I arrived in Thailand one week before the official start of the fall program, staying on the beautiful coast of Phuket with my mom. It was the second day after I stepped foot in Thailand… or anywhere outside the United States. I was both in awe and in shock, ready to settle in but nervous about everything. I remember sitting on the balcony of my hotel room, reading some news articles and checking my email. Our program director reached out to see if any of us would volunteer for a cultural performance that would take place at the International Street Fair – a big campus event to kick off the start of the school year at Chiang Mai University.
I’m not a performer, I can’t do any dances or musical performances, and I’m not a comedian. I lean far more to the silent and personal sides of creative expression – poetry, writing, and photography. I figured I should at least offer what I could, and told her I could perform some poems. In all honesty, I thought I’d be able to easily give up my spot as others surely had more exciting talents to share.
Turns out I was only one of two people who responded. Ah, I should have known.
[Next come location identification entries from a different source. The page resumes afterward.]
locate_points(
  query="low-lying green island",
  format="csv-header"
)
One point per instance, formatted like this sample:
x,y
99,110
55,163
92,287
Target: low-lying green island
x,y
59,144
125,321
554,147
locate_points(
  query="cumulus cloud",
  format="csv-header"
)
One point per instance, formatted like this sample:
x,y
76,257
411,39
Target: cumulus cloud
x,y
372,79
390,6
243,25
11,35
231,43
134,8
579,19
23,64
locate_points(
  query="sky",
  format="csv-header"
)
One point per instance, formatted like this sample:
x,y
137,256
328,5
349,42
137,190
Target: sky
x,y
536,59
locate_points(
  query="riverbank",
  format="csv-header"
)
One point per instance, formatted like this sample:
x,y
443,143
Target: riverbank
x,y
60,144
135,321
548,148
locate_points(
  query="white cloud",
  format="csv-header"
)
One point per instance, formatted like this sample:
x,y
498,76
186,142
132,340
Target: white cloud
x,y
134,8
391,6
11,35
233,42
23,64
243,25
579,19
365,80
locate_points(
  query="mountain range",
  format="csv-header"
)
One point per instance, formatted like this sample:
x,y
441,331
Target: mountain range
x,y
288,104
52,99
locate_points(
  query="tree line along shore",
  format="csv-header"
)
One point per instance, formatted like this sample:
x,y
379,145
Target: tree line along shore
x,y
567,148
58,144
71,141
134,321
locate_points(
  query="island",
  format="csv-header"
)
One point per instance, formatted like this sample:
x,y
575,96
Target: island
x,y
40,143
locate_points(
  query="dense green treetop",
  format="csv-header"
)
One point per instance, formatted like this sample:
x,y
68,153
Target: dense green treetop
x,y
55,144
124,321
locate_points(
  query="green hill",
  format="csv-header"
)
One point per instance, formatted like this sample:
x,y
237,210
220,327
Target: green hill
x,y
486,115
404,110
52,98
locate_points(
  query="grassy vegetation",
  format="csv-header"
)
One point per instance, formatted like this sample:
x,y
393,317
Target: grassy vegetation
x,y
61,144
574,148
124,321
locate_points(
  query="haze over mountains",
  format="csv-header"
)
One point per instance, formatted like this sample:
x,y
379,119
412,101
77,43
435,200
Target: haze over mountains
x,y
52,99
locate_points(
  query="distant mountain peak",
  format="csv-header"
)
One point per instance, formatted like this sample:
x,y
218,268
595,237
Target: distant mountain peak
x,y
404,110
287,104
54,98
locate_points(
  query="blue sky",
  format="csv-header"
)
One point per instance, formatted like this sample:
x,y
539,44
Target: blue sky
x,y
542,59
The other volunteer was this guy named Ruvim, a talented rock artist and professional extrovert. He hoped to perform his acoustic covers of the Eagles and David Bowie along with his own song, and I was eager to share the words of my favorite American duo named Climbing PoeTree. In one night, we met up to talk our ideas through and practice. The next day, we climbed on stage and gave it our all.
As many people feel on stage, we were both nervous. But the setting was warm and disarming. We had spent the few hours before eating delicious street food, talking to students from all over Asia and beyond, and trying not to fall as the ground grew muddy from the summer rains. The other performances represented the hill tribes of Thailand, youth cultures of Chiang Mai, university faculty, and artists from Japan, Korea, China, Myanmar and more.
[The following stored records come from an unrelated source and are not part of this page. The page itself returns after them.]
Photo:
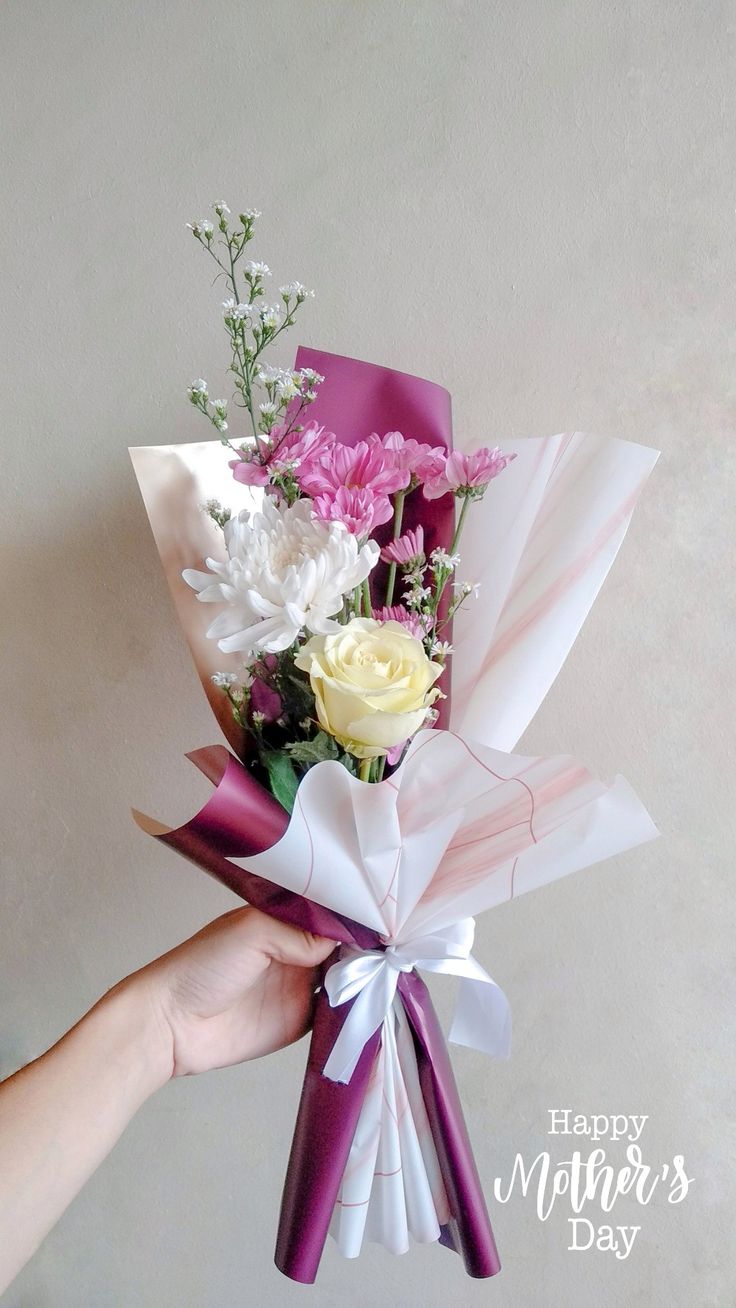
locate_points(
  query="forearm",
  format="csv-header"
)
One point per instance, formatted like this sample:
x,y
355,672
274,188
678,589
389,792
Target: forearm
x,y
62,1115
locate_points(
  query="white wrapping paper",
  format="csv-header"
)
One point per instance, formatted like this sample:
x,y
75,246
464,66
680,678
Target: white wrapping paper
x,y
459,827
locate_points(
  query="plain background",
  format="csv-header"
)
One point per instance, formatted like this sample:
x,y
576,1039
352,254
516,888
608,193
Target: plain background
x,y
532,203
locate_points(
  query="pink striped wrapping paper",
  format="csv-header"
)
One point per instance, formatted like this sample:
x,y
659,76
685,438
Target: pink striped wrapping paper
x,y
460,827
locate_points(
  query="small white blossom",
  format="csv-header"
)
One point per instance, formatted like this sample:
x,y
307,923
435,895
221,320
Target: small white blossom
x,y
271,315
269,374
256,270
233,311
296,288
286,387
224,679
441,649
441,559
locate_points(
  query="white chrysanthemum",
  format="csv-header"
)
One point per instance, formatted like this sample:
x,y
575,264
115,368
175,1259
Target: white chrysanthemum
x,y
284,572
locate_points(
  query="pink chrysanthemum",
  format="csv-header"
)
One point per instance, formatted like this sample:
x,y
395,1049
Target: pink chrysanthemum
x,y
464,474
415,623
297,449
422,462
358,508
407,551
360,467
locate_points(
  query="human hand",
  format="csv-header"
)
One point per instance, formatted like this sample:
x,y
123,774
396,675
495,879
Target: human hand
x,y
241,988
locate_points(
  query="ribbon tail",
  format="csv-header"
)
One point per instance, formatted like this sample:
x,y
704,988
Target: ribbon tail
x,y
468,1231
364,1019
483,1016
326,1125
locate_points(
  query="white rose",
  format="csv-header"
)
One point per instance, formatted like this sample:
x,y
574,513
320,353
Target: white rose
x,y
373,684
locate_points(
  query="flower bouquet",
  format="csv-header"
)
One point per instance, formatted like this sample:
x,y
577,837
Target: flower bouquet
x,y
377,619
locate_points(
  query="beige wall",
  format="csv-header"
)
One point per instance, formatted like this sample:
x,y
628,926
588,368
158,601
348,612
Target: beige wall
x,y
532,203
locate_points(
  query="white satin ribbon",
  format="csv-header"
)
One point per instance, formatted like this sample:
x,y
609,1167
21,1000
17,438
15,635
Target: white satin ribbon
x,y
370,977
With so many distinct styles of these communities, I pondered the question that keeps coming up: What is American culture? I’m not sure I can provide a concrete answer to that yet. But our performance offered a glimpse, without either of us really trying to accomplish that goal. With the genres of poetry and Rock & Roll, the lyrics of rebellion from individual confinement, and the multicultural character of the original artists themselves both expressed our people’s experiences and resonated with the feelings of the crowd. It was a casual night, and I’m pretty sure we didn’t get YouTube famous. Still, it became another moment among many when I realized both the peculiarities and continuities between my two homes, even though they exist on opposite sides of the planet.
Kayla Gmyr is a Portland State University student who is currently studying abroad in Chiang Mai, Thailand.